AUGUSTA, Maine — Gov. Paul LePage’s plan to reap hundreds of millions of dollars in new revenue from the distribution and sale of liquor took another major step forward Thursday when the state opened the bidding process for a new 10-year liquor contract.
Though the impetus for the new contract has been to pay off old Medicaid debt to hospitals, much of the money will flow to transportation and clean water projects, as well as the state’s rainy day fund, which is used to cover budget shortfalls created by seesawing revenues.
The state will earn an estimated $451.5 million from the new contract between July of next year and June 2024, according to Gerry Reid, director of the Bureau of Alcoholic Beverages and Lottery Operations. That’s more than double what the state has earned since the current contract with Maine Beverage Co. was sold in 2004 for $125 million.
Because the current contract guarantees that the company can keep about 37 percent of gross revenues, Maine received approximately $8.7 million in revenue from the current contract in 2012 out of total liquor sales of more than $45 million.
In 2015, the first year under the new contract, Reid expects state government to garner more than $46 million. That sum is projected to increase to more than $66 million in 2024.
“The current contract has cost Maine hundreds of millions in lost revenues,” LePage said in a written statement. “These new contracts will allow the state of Maine to take back the significant revenue created by the spirits business and provide a better deal for Mainers.”
The first priority for the extra revenue will be paying down a $220 million bond sold last month to pay $183.5 million to Maine hospitals, which represents the state’s share of some $490 million in outstanding Medicaid debt. The rest of the revenue, according to the legislation enacted earlier this year, will flow to transportation and clean water projects, as well as the state’s rainy day fund.
The request for proposals is for two contracts, one for warehousing and distribution and the other for marketing.
Tim Poulin, deputy director of the Bureau of Alcoholic Beverages and Lottery Operations, said Friday that the intent of the two requests for proposals issued Thursday was to determine who will handle liquor distribution and marketing, respectively, and how much they’ll be paid.
“The RFP will establish a fee for services,” said Poulin. “We want [the bidders] to tell us how much it’s going to cost us to pay them to do it. They’re still doing all the work, but we’re going to run the business.”

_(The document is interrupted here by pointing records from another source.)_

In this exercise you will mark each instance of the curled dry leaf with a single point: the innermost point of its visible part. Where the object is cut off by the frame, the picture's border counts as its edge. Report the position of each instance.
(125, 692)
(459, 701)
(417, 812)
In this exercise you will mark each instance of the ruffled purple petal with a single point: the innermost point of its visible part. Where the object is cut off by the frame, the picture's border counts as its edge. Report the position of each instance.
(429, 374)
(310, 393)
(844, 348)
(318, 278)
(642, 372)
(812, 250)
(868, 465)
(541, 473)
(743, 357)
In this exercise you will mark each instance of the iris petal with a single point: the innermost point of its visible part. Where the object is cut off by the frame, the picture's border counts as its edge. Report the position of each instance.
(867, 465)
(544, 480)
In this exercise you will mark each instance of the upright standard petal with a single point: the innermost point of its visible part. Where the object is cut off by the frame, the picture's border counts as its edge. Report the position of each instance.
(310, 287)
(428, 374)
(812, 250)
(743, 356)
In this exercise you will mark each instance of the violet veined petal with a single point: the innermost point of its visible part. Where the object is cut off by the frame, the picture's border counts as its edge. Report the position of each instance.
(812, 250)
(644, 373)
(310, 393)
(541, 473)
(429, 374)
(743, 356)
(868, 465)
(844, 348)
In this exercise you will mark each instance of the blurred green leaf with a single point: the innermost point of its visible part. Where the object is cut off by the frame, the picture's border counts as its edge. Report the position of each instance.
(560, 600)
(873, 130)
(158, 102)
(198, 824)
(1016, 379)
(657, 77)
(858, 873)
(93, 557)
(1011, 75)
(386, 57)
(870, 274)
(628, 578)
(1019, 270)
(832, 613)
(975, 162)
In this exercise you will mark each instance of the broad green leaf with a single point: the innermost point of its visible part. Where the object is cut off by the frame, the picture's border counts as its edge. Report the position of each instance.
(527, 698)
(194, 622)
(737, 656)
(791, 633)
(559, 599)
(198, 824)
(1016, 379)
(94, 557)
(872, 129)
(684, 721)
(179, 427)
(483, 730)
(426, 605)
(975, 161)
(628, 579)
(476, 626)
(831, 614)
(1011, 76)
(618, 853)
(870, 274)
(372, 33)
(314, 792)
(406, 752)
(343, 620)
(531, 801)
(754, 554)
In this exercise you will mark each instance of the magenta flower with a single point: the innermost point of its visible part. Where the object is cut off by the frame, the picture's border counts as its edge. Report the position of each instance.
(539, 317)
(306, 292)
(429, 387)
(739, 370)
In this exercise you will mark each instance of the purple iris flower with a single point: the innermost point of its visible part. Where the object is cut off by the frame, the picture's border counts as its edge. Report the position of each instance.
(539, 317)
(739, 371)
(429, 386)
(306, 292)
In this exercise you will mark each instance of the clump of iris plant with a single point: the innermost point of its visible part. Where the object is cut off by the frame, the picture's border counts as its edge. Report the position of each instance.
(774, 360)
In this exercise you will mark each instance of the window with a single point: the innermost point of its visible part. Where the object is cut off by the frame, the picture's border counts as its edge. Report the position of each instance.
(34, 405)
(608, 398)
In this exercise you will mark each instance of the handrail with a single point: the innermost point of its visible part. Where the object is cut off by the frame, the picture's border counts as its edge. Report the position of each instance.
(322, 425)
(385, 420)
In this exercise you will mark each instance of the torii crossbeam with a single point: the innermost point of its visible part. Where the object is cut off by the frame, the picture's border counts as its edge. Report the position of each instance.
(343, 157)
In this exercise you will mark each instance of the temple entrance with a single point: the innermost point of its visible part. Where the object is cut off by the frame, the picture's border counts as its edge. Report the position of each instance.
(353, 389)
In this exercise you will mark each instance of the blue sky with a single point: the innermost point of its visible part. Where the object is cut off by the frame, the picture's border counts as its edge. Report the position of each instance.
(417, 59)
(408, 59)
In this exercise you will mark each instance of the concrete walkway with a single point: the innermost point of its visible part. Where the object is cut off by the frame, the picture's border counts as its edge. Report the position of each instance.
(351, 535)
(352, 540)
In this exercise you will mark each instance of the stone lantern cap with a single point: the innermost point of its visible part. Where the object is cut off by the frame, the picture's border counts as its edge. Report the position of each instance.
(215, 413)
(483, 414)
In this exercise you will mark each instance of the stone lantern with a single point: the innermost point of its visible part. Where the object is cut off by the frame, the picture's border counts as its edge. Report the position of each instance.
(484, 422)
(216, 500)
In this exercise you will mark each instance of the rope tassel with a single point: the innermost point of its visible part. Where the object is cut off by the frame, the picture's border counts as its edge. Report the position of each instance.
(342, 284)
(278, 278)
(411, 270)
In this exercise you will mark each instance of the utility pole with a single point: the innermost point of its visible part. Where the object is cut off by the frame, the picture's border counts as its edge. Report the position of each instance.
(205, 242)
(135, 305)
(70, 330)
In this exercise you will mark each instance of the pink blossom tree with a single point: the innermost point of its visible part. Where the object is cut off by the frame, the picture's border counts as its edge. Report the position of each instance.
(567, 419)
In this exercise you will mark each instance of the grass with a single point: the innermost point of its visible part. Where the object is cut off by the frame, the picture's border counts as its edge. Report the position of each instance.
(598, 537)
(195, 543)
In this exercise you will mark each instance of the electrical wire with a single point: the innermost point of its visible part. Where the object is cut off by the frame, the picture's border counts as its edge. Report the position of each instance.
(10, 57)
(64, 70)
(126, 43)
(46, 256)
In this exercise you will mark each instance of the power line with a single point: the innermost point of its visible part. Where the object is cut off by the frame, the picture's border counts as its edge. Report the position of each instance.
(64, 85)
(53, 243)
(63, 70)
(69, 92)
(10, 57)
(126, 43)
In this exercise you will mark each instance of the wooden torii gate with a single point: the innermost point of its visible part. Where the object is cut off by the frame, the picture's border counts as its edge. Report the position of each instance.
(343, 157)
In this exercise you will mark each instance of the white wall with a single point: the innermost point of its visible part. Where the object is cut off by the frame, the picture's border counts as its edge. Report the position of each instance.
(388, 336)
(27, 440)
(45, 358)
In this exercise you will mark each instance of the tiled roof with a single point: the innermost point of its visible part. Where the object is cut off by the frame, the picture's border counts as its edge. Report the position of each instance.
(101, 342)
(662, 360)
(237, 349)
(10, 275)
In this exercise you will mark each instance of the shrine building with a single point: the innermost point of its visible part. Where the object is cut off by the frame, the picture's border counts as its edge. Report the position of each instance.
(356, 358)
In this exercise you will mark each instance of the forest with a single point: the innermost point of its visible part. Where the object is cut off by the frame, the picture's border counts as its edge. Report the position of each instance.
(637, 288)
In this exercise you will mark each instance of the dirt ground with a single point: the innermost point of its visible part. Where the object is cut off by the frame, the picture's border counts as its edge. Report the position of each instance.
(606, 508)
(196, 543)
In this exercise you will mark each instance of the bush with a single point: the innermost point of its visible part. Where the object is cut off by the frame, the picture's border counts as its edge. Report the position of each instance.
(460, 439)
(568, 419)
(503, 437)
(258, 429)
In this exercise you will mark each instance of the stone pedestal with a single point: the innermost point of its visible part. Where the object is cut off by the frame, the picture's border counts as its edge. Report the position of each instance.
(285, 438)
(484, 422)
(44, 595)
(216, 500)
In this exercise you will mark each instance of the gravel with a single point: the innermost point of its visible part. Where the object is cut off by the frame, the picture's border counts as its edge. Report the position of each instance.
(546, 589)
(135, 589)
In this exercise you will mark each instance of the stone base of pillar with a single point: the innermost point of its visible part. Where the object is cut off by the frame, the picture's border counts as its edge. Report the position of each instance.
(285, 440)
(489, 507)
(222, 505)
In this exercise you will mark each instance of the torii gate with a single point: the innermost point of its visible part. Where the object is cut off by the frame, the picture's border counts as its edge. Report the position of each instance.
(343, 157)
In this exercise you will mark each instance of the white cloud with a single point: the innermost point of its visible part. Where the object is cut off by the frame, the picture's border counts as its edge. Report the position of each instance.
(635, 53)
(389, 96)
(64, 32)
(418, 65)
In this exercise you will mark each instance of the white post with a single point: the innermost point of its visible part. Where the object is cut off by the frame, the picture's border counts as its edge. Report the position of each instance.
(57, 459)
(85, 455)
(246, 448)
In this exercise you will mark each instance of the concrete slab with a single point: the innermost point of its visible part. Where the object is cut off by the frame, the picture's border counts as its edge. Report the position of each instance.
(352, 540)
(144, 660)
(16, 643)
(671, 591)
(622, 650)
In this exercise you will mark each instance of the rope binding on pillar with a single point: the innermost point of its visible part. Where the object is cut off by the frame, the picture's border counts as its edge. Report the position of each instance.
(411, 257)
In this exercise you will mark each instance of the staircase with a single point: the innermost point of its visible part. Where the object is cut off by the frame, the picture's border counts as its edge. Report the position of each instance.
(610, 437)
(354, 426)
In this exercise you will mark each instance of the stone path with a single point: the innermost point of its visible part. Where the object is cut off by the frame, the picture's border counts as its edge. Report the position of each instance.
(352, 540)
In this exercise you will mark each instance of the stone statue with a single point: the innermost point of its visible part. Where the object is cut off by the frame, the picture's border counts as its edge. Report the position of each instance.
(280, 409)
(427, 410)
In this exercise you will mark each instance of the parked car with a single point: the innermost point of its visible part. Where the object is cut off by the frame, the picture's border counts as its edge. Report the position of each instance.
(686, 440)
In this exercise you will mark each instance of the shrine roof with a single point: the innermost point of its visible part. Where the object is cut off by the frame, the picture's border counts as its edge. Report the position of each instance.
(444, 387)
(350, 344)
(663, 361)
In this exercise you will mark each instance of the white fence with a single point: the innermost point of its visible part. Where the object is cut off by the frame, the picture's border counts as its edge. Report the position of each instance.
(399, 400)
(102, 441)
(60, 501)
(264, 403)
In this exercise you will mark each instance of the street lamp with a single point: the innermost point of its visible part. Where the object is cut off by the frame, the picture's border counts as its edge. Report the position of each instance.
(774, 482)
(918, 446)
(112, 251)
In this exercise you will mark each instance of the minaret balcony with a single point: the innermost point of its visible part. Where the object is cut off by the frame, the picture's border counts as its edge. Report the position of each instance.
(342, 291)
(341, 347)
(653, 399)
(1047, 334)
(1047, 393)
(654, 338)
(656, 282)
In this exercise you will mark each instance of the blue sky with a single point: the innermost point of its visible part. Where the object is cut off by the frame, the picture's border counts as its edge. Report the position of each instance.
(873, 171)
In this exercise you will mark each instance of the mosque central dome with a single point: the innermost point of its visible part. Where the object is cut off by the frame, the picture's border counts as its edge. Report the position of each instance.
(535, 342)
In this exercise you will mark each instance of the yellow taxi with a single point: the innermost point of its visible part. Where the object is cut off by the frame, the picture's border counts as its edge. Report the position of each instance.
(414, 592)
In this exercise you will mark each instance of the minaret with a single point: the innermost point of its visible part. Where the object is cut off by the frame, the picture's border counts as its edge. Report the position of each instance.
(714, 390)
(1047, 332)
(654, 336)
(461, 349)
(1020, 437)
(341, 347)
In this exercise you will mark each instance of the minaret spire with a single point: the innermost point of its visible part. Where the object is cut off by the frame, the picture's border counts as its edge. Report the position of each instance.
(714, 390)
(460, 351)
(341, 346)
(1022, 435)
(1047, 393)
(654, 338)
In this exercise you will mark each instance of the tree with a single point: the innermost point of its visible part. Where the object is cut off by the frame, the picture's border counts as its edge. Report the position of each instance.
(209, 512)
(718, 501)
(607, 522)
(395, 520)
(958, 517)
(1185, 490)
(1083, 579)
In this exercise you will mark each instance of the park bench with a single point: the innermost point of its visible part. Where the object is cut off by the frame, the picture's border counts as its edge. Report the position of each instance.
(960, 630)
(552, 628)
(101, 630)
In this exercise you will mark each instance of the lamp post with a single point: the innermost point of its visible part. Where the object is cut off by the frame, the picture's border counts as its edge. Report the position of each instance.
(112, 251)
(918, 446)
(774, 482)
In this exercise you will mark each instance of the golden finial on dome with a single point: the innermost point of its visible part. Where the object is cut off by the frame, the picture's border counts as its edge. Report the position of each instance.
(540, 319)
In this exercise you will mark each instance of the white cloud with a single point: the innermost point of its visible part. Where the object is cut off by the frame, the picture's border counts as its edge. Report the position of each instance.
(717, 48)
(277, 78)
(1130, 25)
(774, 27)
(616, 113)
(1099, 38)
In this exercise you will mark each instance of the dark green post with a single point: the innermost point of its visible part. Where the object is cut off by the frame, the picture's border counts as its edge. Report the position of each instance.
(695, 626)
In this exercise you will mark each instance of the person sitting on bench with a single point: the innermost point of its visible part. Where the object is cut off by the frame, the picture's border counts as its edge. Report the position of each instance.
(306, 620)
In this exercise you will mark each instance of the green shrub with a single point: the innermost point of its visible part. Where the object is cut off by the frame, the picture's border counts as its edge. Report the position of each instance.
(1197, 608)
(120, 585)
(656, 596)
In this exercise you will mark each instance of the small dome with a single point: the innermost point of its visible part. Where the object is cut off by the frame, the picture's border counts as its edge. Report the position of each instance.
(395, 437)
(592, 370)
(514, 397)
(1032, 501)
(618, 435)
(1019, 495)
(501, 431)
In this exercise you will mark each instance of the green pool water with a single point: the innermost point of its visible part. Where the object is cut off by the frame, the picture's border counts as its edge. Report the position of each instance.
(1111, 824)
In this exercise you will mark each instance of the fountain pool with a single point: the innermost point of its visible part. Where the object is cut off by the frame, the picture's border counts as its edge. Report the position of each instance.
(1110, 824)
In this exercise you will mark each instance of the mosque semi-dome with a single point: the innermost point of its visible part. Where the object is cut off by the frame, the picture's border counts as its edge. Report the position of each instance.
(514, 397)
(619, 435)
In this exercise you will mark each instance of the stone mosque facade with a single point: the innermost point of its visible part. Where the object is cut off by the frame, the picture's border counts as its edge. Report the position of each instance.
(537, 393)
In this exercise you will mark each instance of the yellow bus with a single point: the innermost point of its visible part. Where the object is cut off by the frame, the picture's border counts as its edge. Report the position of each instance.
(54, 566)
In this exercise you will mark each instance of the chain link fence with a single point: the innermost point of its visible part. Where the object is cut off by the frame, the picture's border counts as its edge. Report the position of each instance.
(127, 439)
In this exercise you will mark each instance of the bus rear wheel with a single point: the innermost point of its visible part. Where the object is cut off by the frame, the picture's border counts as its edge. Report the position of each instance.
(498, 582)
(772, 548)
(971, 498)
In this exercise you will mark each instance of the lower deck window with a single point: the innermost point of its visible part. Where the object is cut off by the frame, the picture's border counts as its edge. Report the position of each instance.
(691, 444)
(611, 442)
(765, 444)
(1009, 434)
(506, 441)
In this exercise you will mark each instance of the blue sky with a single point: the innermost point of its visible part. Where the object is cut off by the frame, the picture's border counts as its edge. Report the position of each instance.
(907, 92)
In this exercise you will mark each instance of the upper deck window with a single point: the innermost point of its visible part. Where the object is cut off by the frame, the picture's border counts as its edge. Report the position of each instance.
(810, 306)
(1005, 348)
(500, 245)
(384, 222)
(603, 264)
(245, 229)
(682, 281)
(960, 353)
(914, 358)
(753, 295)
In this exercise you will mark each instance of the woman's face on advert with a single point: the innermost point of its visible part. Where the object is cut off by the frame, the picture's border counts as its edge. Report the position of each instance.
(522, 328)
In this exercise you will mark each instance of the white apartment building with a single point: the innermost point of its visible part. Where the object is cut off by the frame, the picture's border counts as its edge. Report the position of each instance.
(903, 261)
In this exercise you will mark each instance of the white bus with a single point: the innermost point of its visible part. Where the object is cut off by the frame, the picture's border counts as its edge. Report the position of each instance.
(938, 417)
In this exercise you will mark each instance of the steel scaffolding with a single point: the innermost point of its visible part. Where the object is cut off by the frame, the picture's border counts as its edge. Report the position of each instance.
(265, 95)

The new contract won’t benefit only state government. Consumers and businesses stand to benefit because the contract includes provisions to reduce the price of liquor products in Maine while increasing profit margins for retailers.
Poulin said there are at least a handful of entities interested in bidding on the contract, including Maine Beverage Co., which holds the current contract, and companies called Dirigo Spirit Co. and All Maine Spirits. He said some beer distributors operating in Maine may also bid for the contracts, along with companies from outside the state.
Ford Reich, president of Dirigo Spirit Co., said in a written statement Thursday that his company intends to bid, ending what he called “a famously bad deal for the state of Maine” under the current contract.
“It is rare for a small state like ours to find such dramatic benefits and financial gains without making sacrifices or imposing new taxes,” he said. “This is going to be a large and long overdue windfall for Maine.”
Poulin and Reid said they couldn’t answer many specific questions about Thursday’s request for proposals from the BDN or anyone else because of fairness clauses in the open bid process, but an opportunity for questions is scheduled for 1 p.m. Oct. 16, at Augusta Civic Center.
Proposals are due by 2 p.m. Nov. 14. Poulin said he was unsure of a timeline for awarding the contract, though he said it would be well in advance of July 1, 2014, which is the target date for a new agreement to take effect.
Each bidder is required to pay a $500,000 deposit to the state just to apply. The unsuccessful bidders will be refunded.
If the winning bidder fails to implement the promised services on July 1, 2014, they will be charged $68,000 per day until the problems are solved. Poulin said those safeguards are designed to protect the flow of product to the more than 470 agency liquor stores in Maine and to weed out bidders who might not be capable of the work.
“Anyone can bid as long as they meet the requirements of the RFP,” said Poulin. “We’re looking for serious bidders only.”